Seven people who violated quarantine rules in Louisville, Kentucky were court-ordered to wear GPS-tracking devices manufactured by Colorado-based SCRAM Systems, according to Amy Hess, the city’s chief of public services. While Hess mentioned she did not want to enforce the tech, she said it was for the sake of public health.
“We don’t want to take away people’s freedoms but at the same time we have a pandemic,” she said.
In Charleston, West Virginia, Kanawha County Sheriff Mike Rutherford told Reuters his force had leased 10 additional location-monitoring ankle bracelets from GEO Group Inc. at the beginning of the pandemic just “to be on the safe side.”
Some industry executives such as Shadowtrack Technologies Inc. President Robert Magaletta, whose Louisiana-based company supplies nearly 250 clients across the entirety of the criminal justice system, said there had been state and local governments inquiring about repurposing tools for quarantine enforcement, though he would not disclose who the prospective buyers were.
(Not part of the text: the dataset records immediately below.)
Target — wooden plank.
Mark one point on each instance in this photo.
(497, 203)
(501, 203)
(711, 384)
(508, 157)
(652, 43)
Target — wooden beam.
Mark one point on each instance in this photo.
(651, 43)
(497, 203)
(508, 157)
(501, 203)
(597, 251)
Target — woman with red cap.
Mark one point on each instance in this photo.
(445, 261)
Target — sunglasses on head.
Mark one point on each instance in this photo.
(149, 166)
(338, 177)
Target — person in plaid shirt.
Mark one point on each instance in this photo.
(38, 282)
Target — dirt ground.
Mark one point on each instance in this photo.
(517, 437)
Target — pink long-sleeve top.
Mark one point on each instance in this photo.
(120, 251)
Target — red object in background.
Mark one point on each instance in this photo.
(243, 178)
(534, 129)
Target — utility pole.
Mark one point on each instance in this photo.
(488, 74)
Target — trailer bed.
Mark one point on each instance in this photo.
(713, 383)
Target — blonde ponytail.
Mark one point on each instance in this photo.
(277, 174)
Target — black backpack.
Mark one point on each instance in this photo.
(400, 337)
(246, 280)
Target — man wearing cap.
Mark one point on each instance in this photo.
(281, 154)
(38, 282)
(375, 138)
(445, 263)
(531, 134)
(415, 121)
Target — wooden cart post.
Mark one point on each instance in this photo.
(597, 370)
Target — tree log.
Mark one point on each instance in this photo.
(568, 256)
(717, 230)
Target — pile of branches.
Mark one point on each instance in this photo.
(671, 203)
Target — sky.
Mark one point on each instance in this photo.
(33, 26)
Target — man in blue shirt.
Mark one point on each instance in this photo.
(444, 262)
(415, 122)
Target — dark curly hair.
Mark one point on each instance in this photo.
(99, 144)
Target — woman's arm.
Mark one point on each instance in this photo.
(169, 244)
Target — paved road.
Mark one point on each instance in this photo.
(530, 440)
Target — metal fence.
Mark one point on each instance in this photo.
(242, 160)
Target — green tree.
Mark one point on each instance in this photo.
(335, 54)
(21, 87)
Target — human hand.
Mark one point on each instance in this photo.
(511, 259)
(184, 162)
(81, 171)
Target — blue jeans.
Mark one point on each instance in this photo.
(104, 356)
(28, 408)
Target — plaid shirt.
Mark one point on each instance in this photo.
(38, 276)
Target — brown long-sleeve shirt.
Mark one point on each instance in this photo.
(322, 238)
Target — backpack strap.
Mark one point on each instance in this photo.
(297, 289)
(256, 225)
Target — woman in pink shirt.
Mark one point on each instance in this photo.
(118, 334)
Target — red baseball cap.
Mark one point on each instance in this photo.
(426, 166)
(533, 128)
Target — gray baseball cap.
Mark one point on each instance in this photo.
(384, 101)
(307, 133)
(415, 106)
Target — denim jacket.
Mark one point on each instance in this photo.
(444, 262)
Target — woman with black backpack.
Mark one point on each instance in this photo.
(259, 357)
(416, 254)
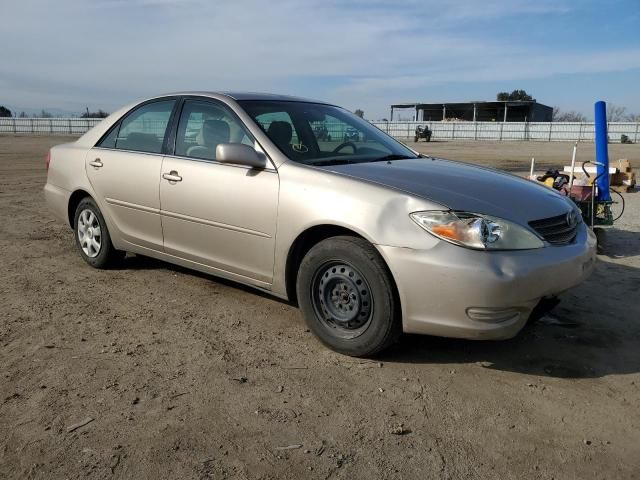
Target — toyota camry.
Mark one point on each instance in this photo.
(369, 238)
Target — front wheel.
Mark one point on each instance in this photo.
(92, 236)
(347, 296)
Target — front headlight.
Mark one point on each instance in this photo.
(481, 232)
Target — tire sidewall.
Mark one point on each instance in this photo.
(383, 320)
(102, 259)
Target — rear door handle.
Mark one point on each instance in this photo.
(172, 176)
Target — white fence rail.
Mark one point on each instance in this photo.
(539, 131)
(44, 126)
(546, 132)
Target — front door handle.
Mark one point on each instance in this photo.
(172, 176)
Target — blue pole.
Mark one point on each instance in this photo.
(602, 151)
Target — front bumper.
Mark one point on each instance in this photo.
(452, 291)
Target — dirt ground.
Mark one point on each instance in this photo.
(516, 156)
(186, 376)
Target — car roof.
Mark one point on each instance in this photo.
(248, 96)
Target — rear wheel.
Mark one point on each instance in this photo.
(92, 236)
(347, 296)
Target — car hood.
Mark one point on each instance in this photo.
(462, 186)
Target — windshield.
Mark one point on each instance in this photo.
(316, 134)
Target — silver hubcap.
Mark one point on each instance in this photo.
(89, 233)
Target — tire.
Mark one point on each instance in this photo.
(95, 247)
(347, 296)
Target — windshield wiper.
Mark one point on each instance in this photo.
(393, 156)
(329, 161)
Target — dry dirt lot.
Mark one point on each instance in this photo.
(187, 376)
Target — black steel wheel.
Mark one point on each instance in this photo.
(342, 299)
(92, 236)
(348, 297)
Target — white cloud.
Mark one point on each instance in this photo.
(104, 53)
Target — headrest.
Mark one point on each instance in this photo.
(280, 132)
(213, 132)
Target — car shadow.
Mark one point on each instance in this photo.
(140, 262)
(593, 332)
(616, 243)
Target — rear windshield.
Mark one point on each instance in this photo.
(317, 134)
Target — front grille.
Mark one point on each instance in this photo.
(558, 230)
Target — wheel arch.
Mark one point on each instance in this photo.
(307, 240)
(74, 200)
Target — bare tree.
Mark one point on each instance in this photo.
(616, 113)
(570, 116)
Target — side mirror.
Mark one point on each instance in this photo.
(240, 154)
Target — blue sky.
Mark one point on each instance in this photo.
(69, 54)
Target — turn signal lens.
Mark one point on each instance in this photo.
(480, 232)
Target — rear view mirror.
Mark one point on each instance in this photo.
(240, 154)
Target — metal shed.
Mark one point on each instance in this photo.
(480, 111)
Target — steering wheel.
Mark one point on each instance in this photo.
(346, 144)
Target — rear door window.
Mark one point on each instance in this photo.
(206, 124)
(144, 129)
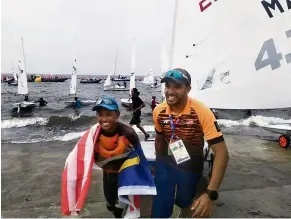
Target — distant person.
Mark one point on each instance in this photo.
(42, 102)
(154, 103)
(214, 111)
(137, 105)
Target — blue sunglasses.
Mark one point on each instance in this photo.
(175, 74)
(106, 101)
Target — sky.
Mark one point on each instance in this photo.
(57, 31)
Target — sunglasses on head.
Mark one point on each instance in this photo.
(105, 101)
(175, 74)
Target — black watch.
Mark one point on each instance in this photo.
(213, 195)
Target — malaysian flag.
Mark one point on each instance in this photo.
(134, 177)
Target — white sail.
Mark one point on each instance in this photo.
(73, 85)
(252, 54)
(132, 70)
(14, 74)
(165, 66)
(259, 63)
(149, 78)
(22, 77)
(107, 82)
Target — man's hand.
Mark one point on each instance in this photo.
(202, 207)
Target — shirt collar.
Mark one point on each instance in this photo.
(186, 110)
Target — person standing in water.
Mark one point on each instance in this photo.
(137, 105)
(42, 102)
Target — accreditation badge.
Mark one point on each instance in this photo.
(179, 151)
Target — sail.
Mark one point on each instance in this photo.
(149, 78)
(14, 74)
(107, 82)
(22, 77)
(252, 56)
(73, 86)
(165, 66)
(132, 71)
(258, 55)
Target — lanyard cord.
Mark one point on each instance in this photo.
(173, 125)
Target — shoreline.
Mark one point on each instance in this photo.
(257, 181)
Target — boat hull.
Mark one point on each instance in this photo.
(90, 81)
(83, 103)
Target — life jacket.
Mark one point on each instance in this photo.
(111, 152)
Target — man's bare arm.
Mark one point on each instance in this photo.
(219, 166)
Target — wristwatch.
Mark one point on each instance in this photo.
(213, 195)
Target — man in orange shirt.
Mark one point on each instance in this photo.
(181, 125)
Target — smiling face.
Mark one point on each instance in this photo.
(176, 93)
(107, 119)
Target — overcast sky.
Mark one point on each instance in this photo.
(99, 28)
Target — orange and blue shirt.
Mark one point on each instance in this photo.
(193, 125)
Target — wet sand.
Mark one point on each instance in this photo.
(257, 181)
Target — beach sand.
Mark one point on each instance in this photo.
(257, 182)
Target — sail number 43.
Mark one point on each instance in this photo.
(273, 57)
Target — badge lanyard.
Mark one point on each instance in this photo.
(173, 126)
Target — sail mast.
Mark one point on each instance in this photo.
(23, 53)
(116, 61)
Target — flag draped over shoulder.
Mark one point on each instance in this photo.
(134, 177)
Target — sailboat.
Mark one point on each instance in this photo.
(165, 66)
(258, 64)
(24, 106)
(149, 78)
(14, 83)
(109, 85)
(127, 102)
(73, 89)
Kris Keyton, from Arkansas-based E-Cell, mentioned that he had been contacted by a state agency that wished to adapt his detainee-tracking smartphone app to enforce quarantine.
He said the changes the agency requested were purely cosmetic, such as swapping the word “client”—E-Cell’s term for arrestees—with the word “patient.”
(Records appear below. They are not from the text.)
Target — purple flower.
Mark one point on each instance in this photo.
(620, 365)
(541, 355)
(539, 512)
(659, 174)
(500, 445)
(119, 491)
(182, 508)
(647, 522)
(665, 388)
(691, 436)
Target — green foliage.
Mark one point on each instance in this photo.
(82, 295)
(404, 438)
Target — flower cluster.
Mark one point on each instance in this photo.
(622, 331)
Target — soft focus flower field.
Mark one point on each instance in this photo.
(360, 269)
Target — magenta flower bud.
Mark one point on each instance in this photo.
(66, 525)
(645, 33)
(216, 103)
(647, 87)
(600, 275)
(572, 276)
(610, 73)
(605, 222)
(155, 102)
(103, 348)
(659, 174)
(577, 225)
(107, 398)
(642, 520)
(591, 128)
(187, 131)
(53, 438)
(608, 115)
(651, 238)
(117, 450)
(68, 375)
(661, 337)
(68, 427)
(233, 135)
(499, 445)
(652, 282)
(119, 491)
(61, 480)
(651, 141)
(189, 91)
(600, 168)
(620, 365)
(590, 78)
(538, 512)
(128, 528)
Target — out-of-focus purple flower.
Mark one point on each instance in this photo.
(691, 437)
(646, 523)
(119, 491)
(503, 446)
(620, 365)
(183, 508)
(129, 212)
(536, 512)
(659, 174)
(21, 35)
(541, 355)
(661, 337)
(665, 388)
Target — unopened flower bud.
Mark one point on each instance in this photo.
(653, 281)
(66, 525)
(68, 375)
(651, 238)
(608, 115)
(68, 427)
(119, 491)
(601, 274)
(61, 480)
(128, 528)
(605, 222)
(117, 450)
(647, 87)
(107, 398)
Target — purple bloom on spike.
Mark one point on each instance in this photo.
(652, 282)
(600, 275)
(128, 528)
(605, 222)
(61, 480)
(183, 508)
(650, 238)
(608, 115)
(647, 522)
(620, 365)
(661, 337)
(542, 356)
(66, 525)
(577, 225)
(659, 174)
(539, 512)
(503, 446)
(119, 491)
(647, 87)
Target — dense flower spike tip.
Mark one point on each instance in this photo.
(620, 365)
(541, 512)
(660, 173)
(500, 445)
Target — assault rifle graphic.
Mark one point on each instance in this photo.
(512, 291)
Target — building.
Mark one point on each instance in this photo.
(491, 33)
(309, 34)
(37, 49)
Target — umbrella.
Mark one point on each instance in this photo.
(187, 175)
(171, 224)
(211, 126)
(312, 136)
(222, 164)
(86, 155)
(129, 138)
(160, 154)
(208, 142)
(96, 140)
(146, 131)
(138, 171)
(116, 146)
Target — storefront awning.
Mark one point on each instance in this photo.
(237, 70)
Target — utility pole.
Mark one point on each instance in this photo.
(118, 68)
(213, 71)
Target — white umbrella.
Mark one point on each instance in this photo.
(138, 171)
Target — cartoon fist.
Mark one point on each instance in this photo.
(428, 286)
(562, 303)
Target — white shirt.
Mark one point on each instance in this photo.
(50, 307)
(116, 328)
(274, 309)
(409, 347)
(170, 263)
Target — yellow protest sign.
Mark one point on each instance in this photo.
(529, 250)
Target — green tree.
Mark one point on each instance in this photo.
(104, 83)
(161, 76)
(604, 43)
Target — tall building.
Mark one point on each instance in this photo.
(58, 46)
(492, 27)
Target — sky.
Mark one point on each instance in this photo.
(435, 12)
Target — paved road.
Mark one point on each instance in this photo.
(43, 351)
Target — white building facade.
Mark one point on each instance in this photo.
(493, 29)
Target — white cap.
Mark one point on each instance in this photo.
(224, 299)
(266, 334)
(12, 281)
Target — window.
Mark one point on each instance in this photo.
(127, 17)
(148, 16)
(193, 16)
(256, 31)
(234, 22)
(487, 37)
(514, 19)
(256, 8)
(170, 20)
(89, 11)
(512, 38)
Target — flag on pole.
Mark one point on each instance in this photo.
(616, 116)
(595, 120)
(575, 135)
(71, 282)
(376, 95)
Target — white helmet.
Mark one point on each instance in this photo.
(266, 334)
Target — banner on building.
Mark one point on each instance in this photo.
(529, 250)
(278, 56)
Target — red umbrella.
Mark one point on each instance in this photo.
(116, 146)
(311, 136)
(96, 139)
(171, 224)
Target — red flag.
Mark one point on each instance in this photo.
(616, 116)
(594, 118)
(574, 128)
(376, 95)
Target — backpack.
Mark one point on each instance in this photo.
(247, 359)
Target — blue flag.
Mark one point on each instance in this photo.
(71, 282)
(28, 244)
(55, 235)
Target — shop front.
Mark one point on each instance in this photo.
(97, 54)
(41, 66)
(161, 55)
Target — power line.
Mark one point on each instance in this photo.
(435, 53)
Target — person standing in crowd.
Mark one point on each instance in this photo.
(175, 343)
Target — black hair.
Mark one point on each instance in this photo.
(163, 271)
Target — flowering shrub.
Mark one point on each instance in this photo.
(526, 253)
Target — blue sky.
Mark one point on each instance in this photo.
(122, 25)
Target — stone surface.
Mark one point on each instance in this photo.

“They just wanted to reskin our app,” he said.
The industry used two ways of keeping track of offenders: The first is through a traditional ankle bracelet, a battery-powered device which is fixed to a person’s leg and is monitored through GPS. The second is by way of a smartphone app, either used in conjunction with facial or voice recognition technology to make sure it’s attached to the correct person or, as with an app made by companies such as E-Cell, tethered via Bluetooth to a fitness tracker-style wrist-band to ensure it remains on or near the person it is intended to follow.
A QR code-enabled version of the app-and-wrist band solution is already being deployed in Hong Kong to enforce quarantines on travelers coming into the country. Poland uses facial recognition-powered version of the technology that regularly asks the user to upload a selfie to prove that they are indoors.
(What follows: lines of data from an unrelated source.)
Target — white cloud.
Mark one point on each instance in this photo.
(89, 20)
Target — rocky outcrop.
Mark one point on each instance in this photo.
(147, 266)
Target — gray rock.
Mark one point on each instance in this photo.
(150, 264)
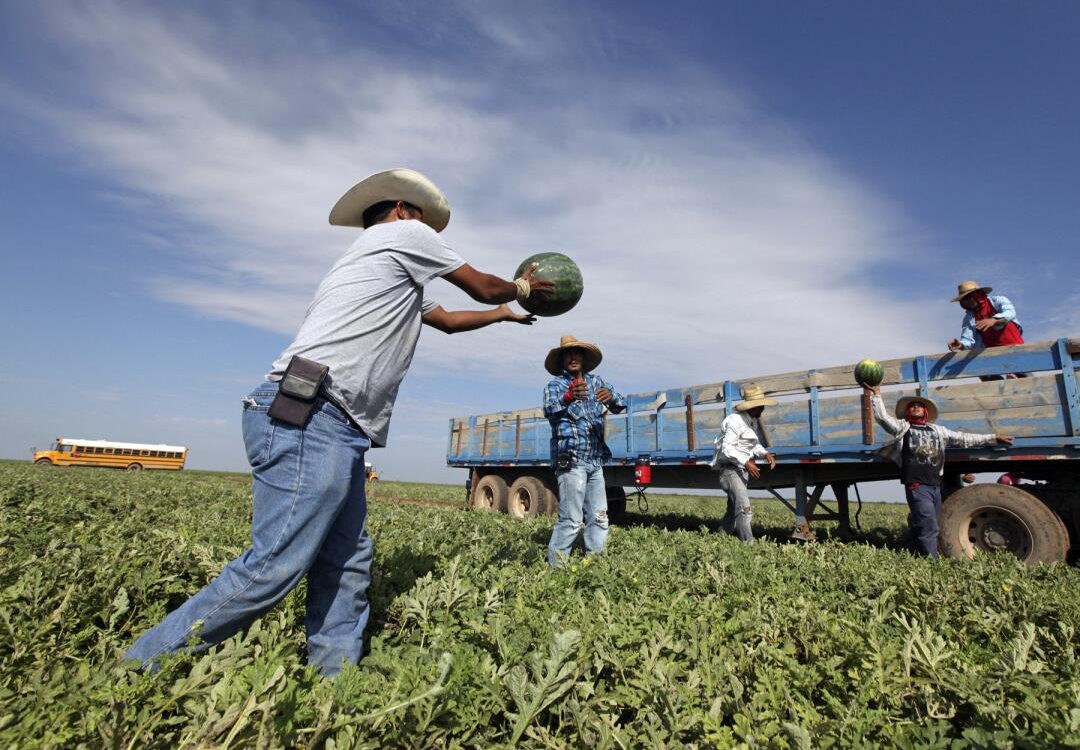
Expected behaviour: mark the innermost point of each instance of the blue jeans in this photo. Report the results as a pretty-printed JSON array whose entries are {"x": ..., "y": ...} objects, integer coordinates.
[
  {"x": 739, "y": 514},
  {"x": 582, "y": 504},
  {"x": 926, "y": 506},
  {"x": 308, "y": 520}
]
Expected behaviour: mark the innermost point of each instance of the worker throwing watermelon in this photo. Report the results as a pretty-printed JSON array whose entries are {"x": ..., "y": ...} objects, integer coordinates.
[{"x": 326, "y": 400}]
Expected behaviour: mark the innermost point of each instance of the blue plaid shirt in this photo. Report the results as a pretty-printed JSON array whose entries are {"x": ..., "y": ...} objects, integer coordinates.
[{"x": 578, "y": 428}]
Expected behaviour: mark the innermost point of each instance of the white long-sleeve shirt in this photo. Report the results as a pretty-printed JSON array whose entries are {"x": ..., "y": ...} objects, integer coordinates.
[{"x": 738, "y": 441}]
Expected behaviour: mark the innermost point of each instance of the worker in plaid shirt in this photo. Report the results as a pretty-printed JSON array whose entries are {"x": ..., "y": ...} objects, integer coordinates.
[{"x": 575, "y": 403}]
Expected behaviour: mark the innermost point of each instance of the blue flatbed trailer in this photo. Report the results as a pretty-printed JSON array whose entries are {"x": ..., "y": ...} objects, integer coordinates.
[{"x": 822, "y": 438}]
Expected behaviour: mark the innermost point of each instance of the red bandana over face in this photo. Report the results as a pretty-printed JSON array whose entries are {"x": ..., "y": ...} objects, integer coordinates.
[
  {"x": 921, "y": 419},
  {"x": 1008, "y": 335}
]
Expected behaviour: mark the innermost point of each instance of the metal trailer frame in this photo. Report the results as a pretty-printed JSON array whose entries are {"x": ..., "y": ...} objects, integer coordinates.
[{"x": 817, "y": 433}]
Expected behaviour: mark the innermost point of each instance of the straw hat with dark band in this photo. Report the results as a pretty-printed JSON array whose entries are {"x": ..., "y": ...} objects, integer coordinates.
[
  {"x": 927, "y": 404},
  {"x": 754, "y": 396},
  {"x": 966, "y": 288},
  {"x": 591, "y": 356},
  {"x": 392, "y": 185}
]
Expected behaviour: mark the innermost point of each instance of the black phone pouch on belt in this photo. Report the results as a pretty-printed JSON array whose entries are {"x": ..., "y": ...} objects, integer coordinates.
[{"x": 297, "y": 391}]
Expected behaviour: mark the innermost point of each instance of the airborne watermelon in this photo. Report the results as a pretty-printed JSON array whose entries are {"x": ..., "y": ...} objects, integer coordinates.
[
  {"x": 564, "y": 273},
  {"x": 868, "y": 373}
]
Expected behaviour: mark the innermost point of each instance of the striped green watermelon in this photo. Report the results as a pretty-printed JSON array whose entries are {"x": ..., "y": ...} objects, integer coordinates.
[
  {"x": 564, "y": 273},
  {"x": 869, "y": 373}
]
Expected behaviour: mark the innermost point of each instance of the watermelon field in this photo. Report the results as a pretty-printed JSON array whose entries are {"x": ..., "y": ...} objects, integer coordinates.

Magaletta of Shadowtrack said he was in talks with half a dozen countries from Asia, Europe, and Latin America.
In a meeting with reporters in April, Jay Stanley of the American Civil Liberties Union noted that several governments were entertaining the idea of using smartphones as ad hoc ankle monitors.
“As a technological matter that probably would be effective as long as too much precision is not expected,” Stanley said. But he cautioned that an enforcement approach to public health “often tends to backfire.”
Magaletta also communicated he was less comfortable tracking patients with Covid-19 as opposed to tracking criminals.
“Can you actually constitutionally monitor someone who’s innocent?” he asked. “It’s uncharted territory.”